The acute clinical manifestations of COVID-19 have been well characterized, but the post-acute sequelae of this disease have not been comprehensively described. Here we use the national healthcare databases of the US Department of Veterans Affairs to systematically and comprehensively identify 6-month incident sequelae-including diagnoses, medication use and laboratory abnormalities-in patients with COVID-19 who survived for at least 30 days after diagnosis. We show that beyond the first 30 days of illness, people with COVID-19 exhibit a higher risk of death and use of health resources. Our high-dimensional approach identifies incident sequelae in the respiratory system, as well as several other sequelae that include nervous system and neurocognitive disorders, mental health disorders, metabolic disorders, cardiovascular disorders, gastrointestinal disorders, malaise, fatigue, musculoskeletal pain and anaemia. We show increased incident use of several therapeutic agents-including pain medications (opioids and non-opioids) as well as antidepressant, anxiolytic, antihypertensive and oral hypoglycaemic agents-as well as evidence of laboratory abnormalities in several organ systems. Our analysis of an array of prespecified outcomes reveals a risk gradient that increases according to the severity of the acute COVID-19 infection (that is, whether patients were not hospitalized, hospitalized or admitted to intensive care).

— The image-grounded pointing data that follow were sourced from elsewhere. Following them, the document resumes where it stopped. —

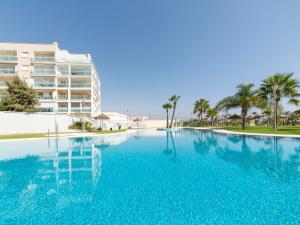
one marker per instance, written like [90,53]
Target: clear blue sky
[148,50]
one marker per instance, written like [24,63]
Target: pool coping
[254,134]
[73,135]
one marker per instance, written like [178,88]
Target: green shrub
[78,125]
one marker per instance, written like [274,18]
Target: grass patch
[291,130]
[41,135]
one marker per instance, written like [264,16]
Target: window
[25,68]
[25,54]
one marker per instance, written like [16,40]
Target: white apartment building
[64,82]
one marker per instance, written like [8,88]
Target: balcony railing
[8,58]
[81,73]
[7,71]
[44,84]
[85,109]
[81,85]
[63,85]
[80,97]
[62,73]
[62,109]
[46,97]
[62,97]
[43,59]
[46,110]
[43,72]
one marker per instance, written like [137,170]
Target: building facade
[64,82]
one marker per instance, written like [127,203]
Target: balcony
[44,85]
[62,72]
[81,85]
[7,71]
[81,110]
[81,97]
[45,109]
[8,58]
[63,85]
[81,73]
[63,110]
[43,59]
[45,97]
[43,72]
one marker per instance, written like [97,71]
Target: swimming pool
[151,177]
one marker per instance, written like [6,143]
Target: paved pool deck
[69,135]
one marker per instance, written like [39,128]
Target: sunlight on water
[151,177]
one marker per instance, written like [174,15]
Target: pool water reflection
[151,177]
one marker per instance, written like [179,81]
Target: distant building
[64,82]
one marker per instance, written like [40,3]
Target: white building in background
[64,83]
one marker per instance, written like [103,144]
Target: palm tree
[245,98]
[286,115]
[174,99]
[268,113]
[212,113]
[277,87]
[167,106]
[200,107]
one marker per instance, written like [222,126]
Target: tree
[278,86]
[212,113]
[286,115]
[268,113]
[174,99]
[167,106]
[19,97]
[245,98]
[200,107]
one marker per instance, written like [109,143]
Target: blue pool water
[151,177]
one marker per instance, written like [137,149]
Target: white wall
[15,122]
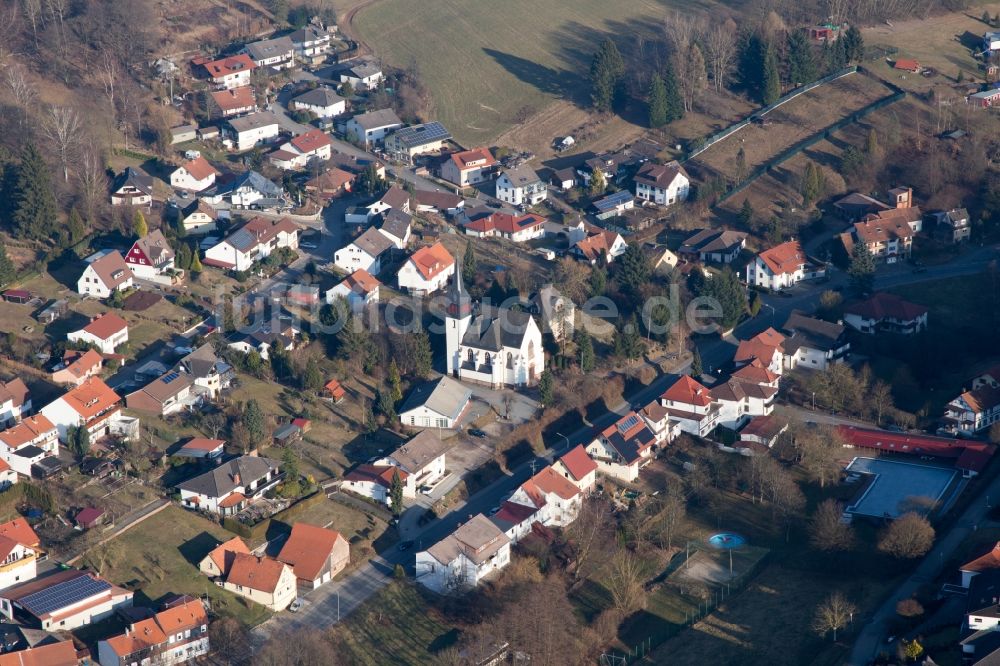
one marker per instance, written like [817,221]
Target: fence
[732,129]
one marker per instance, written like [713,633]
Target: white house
[322,102]
[194,175]
[435,404]
[248,131]
[493,346]
[230,487]
[663,184]
[106,332]
[252,242]
[427,270]
[151,256]
[782,266]
[359,289]
[371,127]
[105,274]
[520,186]
[458,562]
[364,253]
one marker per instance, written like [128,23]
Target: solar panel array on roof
[64,594]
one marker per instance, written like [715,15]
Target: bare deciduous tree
[833,614]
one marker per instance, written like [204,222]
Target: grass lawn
[160,556]
[397,626]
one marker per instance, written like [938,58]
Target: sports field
[490,65]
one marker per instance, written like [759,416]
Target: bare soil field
[790,123]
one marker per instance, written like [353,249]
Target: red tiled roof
[689,392]
[432,260]
[578,463]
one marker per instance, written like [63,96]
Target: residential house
[151,256]
[132,187]
[359,288]
[198,218]
[813,343]
[231,72]
[316,554]
[691,406]
[231,487]
[253,242]
[885,312]
[623,448]
[362,74]
[720,246]
[76,366]
[422,459]
[20,549]
[783,266]
[231,102]
[27,444]
[194,175]
[169,394]
[330,184]
[303,150]
[322,102]
[175,635]
[520,186]
[311,44]
[91,405]
[277,53]
[613,205]
[662,184]
[493,346]
[364,253]
[408,142]
[246,190]
[435,404]
[515,227]
[106,332]
[474,551]
[263,580]
[427,270]
[372,127]
[253,129]
[579,468]
[599,243]
[468,167]
[63,601]
[952,226]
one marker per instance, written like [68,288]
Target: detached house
[106,332]
[427,270]
[253,242]
[885,312]
[458,562]
[230,487]
[372,127]
[194,175]
[782,266]
[520,186]
[468,167]
[623,448]
[231,72]
[322,102]
[663,184]
[133,187]
[151,256]
[104,275]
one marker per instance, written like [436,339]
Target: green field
[488,65]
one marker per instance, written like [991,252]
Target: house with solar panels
[406,143]
[63,601]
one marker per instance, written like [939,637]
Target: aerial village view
[466,333]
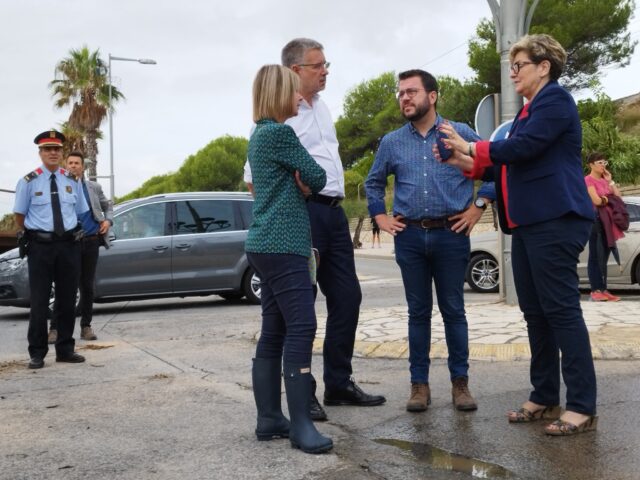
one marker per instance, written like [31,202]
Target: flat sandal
[566,428]
[524,415]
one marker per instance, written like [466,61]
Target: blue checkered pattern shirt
[424,187]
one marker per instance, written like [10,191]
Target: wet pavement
[496,331]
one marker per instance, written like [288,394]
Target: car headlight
[12,264]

Our findings show that a substantial burden of health loss that spans pulmonary and several extrapulmonary organ systems is experienced by patients who survive after the acute phase of COVID-19. These results will help to inform health system planning and the development of multidisciplinary care strategies to reduce chronic health loss among individuals with COVID-19.

摘要

COVID-19 的急性临床症状已经得到了很好的描述,但这种疾病的后期后遗症尚未得到全面描述。在这里,我们利用美国退伍军人事务部的国家医疗保健数据库,系统而全面地确定了 COVID-19 患者在诊断后至少 30 天内出现的 6 个月内的新发后遗症,包括诊断、用药和实验室异常。我们发现,在发病后的第 30 天之后,COVID-19 患者的死亡风险和对医疗资源的使用风险更高。我们的高维方法不仅确定了呼吸系统的新发后遗症,还确定了包括神经系统和神经认知障碍、心理健康障碍、代谢紊乱、心血管疾病、胃肠道疾病、不适、疲劳、肌肉骨骼疼痛和贫血在内的其他几种后遗症。我们发现,几种治疗药物的新发使用增加,包括止痛药(阿片类药物和非阿片类药物)以及抗抑郁药、抗焦虑药、降压药和口服降糖药,此外,几个器官系统的实验室异常也有所增加。我们对一系列预先指定的结果进行分析,发现风险梯度随着 COVID-19 感染的严重程度而增加(即患者是否未住院、住院或入住重症监护病房)。我们的研究结果表明,在 COVID-19 急性阶段后存活的患者经历了广泛的健康损失,包括肺部和几个肺外器官系统。这些结果将有助于为卫生系统规划和制定多学科护理策略提供信息,以减少 COVID-19 患者的慢性健康损失。